Figure 4 illustrates the spatial heterogeneity of the influencing factors on the URD of the 24 shrinking cities in northeast China. The influence of TIA, US, EL on URD gradually weakens from the west to the east, and the coefficients are between 0.8 and 1.4 for the western cities such as Anshan, Fushun, Fuxin and Jinzhou. Instead, the influence of EDL, EDQ, PSC, HCD, MCQ and RE gradually strengthens from the west to the east, and the coefficients are between 1.0 to 1.4 for the URD of Hegang, Jiamusi, and Fujin. Notably, the influence of GML on the URD of the shrinking cities in Northeast China showed a trend of gradually increasing from the northwest to the southeast. The URDs of Qiqihar, Daqing, and Bei’an are influenced least. Anshan, Fushun, and Tonghua are the most affected, and the influence coefficient reaches more than 1.0.
5. Conclusion
In order to reveal how the factors influence the shrinking cities in Northeast China from the perspective of equality, this paper established the URD model to measure the urban resource degree. Given the spillover effect and heterogeneity of the influencing factors, SDM and GTWR were used to conduct an empirical analysis of the URD of shrinking cities. The findings are summarized as follows:
- (1)
In the study periods, the overall performance of the URD in Liaoning province is basically stable, with small fluctuation. Besides this, the URD of the six shrinking cities in Jilin Province has a short-term upward fluctuation, but the overall trend is downward. Notably, in the shrinking cities of Heilongjiang province, the URD of Daqing is far higher than that of other shrinking cities. On the contrary, Hegang’s ability to compete for and control resources has declined sharply. Other cities have no drastic changes of the URD.
- (2)
The advantage of the URD of prefecture-level cities is gradually lost, and that of county-level cities is slightly improved. This reflects the fact that the ability gap to compete for and control resources between prefecture-level shrinking cities and county-level shrinking cities is narrowed.
- (3)
From the SSA and SHA perspectives, the influence factors can be categorized into three types, beginning with the “High West + Low East and Negative–Positive Spillover” of TIA, US and EL. Fuxin, Jinzhou, Anshan, Fushun and other shrinking cities in Liaoning Province are strongly affected by these factors.

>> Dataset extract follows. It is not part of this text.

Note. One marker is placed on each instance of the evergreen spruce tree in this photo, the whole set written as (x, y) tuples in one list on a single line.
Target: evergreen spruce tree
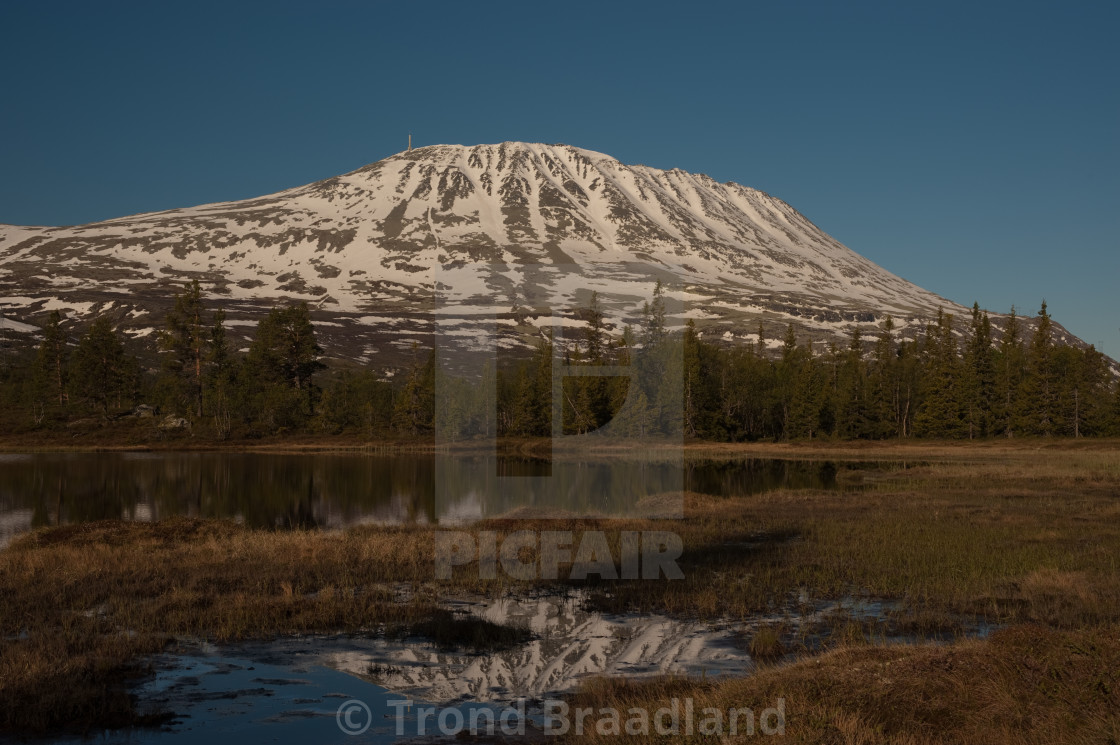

Next is the “Low West and High East + Positive–Negative Spillover” of EDL, EDQ, PSC, HCD, MCQ and RE. Hegang, Jiamusi, Fujin, Ningan, Jixi, etc are affected by these factors. Finally, there is the “Low Northwest and High Southeast + Negative Spillover” of GML. A few shrinking cities in Liaoning, Jilin and Heilongjiang are influenced by GML significantly.
From that above results, we proposed the policy implications from the perspectives of (1) strengthening competitive industries and implementing urban transformation and upgrading, (2) strengthening system design and optimizing regional urban arrangement, and (3) increasing investment in science and technology, and enhancing the innovation capabilities. URD indicates the resource endowment and the ability to compete with external resources of the shrinking cities. Therefore, it is indispensable to create reasonable planning and layout within the region in order to avoid disorderly development resulting from the negative spillover effect and make full use of the positive spillover effects of these factors to achieve the comprehensive effect of “1 + 1 > 2”. We hope the findings can provide supports for related policy-making.